Come for the skiing; stay for the art.
Book a room at The Blake, an 80-room boutique hotel in Northern New Mexico’s Taos Ski Valley, and you’ll get a bonus: A museum-caliber art collection that immerses guests into the cultures and history of the Land of Enchantment.
The hotel’s hundreds of works of art — paintings, lithographs, historic photos, block prints, pottery, collages, textiles, early iconic ski memorabilia, animal relics, furniture, Navajo rugs and Native American tools and artifacts — blanket the corridor walls, guest rooms, lobby, restaurant, spa and yes, even the bathrooms.
Make a trip to the lobby loo and you’ll find photos of actors Peter Fonda and Dennis Hopper taken during the 1968 filming of “Easy Rider.” Yup. There’s Fonda on Captain America, the heavily modified, custom-built, 1952 Harley Davidson, cruising through Taos Pueblo.
And the corridor leading to these bathrooms showcases 14 exquisite polychrome woodblock prints by German-born Gustave Baumann (1881-1971). The prints reflect pueblo life, landscapes and the architecture of New Mexico. Baumann lived and worked in New Mexico for nearly 50 years, having fallen in love, as so many artists have, with Northern New Mexico while passing through in 1918.
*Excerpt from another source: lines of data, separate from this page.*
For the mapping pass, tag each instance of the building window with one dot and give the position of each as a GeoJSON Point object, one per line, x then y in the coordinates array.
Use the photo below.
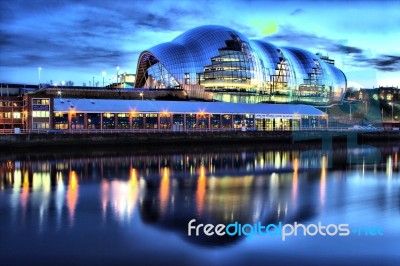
{"type": "Point", "coordinates": [40, 125]}
{"type": "Point", "coordinates": [226, 121]}
{"type": "Point", "coordinates": [17, 115]}
{"type": "Point", "coordinates": [123, 121]}
{"type": "Point", "coordinates": [191, 121]}
{"type": "Point", "coordinates": [93, 121]}
{"type": "Point", "coordinates": [137, 121]}
{"type": "Point", "coordinates": [108, 121]}
{"type": "Point", "coordinates": [41, 101]}
{"type": "Point", "coordinates": [40, 113]}
{"type": "Point", "coordinates": [151, 121]}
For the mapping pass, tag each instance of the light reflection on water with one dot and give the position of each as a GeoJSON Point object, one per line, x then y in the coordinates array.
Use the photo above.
{"type": "Point", "coordinates": [53, 198]}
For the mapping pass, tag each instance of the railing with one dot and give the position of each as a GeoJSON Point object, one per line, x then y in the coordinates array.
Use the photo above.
{"type": "Point", "coordinates": [180, 130]}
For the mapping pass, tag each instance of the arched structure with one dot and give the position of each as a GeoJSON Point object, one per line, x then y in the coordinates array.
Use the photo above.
{"type": "Point", "coordinates": [219, 63]}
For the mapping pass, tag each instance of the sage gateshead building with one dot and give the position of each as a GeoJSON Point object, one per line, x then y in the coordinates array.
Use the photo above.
{"type": "Point", "coordinates": [221, 64]}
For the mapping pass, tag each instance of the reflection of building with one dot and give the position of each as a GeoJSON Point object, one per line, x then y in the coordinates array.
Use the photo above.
{"type": "Point", "coordinates": [219, 63]}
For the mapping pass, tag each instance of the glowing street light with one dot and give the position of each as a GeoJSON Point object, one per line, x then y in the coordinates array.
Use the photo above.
{"type": "Point", "coordinates": [392, 110]}
{"type": "Point", "coordinates": [103, 74]}
{"type": "Point", "coordinates": [117, 68]}
{"type": "Point", "coordinates": [39, 70]}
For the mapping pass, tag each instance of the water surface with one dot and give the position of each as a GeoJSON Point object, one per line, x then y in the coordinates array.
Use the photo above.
{"type": "Point", "coordinates": [131, 209]}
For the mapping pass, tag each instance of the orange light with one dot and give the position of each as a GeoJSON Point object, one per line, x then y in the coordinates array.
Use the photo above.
{"type": "Point", "coordinates": [164, 189]}
{"type": "Point", "coordinates": [201, 189]}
During our four-day stay at The Blake, Lauryn Mangat, director of hospitality who has a background in art history, led a tour throughout the five-year-old property and provided narration on many of the artworks.

The Blake’s collection represents artists and artifacts from the early 20th century through recent years, she told us. “When they built the hotel, the owners wanted the interior to reflect the culture of the area.”
Hence, among the collection are works by members of the Taos Society of Artists (1915–1927), which helped established then-tiny Taos as an internationally known center for the arts. New Mexico’s most famous artist, Georgia O’Keeffe, also is represented.
“We have a complete set of her lithographs,” Mangat said. “We know there are other sets, but we don’t know how many are complete.”
O’Keeffe arrived in Taos in 1929 to heal from a broken relationship and fell in love with the land and people. She explored the area’s rugged mountains and desert, and her painting of the San Francisco de Asis Mission Church in Rancho de Taos has become an icon for Taos.

The hotel’s third-floor corridor exhibits rare historic photographs showing life on Taos Pueblo, one of the oldest communities in the United States, in the late 1800s and early 1900s. Fourth-floor photos show “Illustrious Personages” – mostly artists – who frequented Taos in the early 20th century when the town began attracting those seeking a new environment for their creativity.
Just inside the entry of 192, a restaurant within The Blake, is a buffalo skull mounted over the adobe fireplace.
“This is from Taos Pueblo,” explained Mangat. “We hosted their holiday party a few years ago. Instead of monetary payment, we set up a trade for a Taos Pueblo bison. We then were able to use the meat from that bison in dishes at 192 until it was gone. We very much value and respect our relationship with Taos Pueblo and it was great to be able to make that trade with them.”
In contrast with the cultures of the art community and the Puebloans are the skiers, whose history here reaches to 1955 when German immigrant and world citizen Ernie Blake (1913-1989), his wife, Rhoda, and their three children founded Taos Ski Valley. Others looked at the terrain and thought Blake crazy, but he proved them wrong. Their story is memorialized in street names, The Blake hotel and in numerous photos throughout the hotel.
“Taos is an amazing mountain,” says Burt Skall, director of Snow Sport Services and responsible for 250 employees. “It has lots of challenges, but also the opportunity to deliver lower-level experiences and it allows people to grow. When they figure out how to go with the flow…(and) use the energy of the mountain in a positive way, that’s when this becomes fun.”